An Udacity project regarding the course Data Analyst Nanodegreee.
This project aims to give you the understanding of the results of an A/B test run by an e-commerce website. The company developed a new web page in order to try and increase the number of users who decide to pay for the company's products (this is called convert) The goal of the project is to help the company decide whether to keep the old page or implement the new page.
The project takes you through 3 parts:
- Probability
- A/B Test
- Regression testing
The user must go through all of these to explore the data and arrive at meaningful conclusions.
for every part we got a result on the same dataset:
From using simple probability we can conclude that a user in the control group had a 12.04% chance to convert, whereas a user in the treatment group had an 11.88% chance to convert. From this we may conclude that the control page is better purely due to statistics. However it is a very insignificant difference (0.16%) to decide a certain page will cause more impact.

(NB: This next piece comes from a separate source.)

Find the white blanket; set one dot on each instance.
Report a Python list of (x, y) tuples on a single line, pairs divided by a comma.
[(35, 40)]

Here we create our hypothesis notation:
H0: Pnew − Pold ≤ 0
H1: Pnew − Pold > 0
At the end of the section, we calculated the p-value to be 90.62%. Given a large p-value it suggests that we wouldn't move away from the null hypothesis. Also, the p-value is larger than 5% (Type I Error rate). From that, we fail to reject the null hypothesis. Meaning we cannot conclude that the new page converts more users than the old page.
For regression part, we had to use the statsmodel library using the LOGISTIC REGRESSION method. The main difference Part III has on Part II is that in the previous part we did a one-tailed hypothesis test. Whereas in Part III, we do a two-tail test:
Part III Hypothesis:
H0: Pnew − Pold = 0
H1: Pnew − Pold ≠ 0
The p-value that we found above is 0.19. Which means that we also Fail to reject the null hypothesis since our Type I error is 0.05 and in order to reject we need to have it less than 0.05.
- pandas
- numpy
- random
- matplotlib
- statsmodel
- bootstrapping
- Z-test and Critical Z score
- P-value
- Logistic Regression and Dummy Creation
- Hypothesis Testing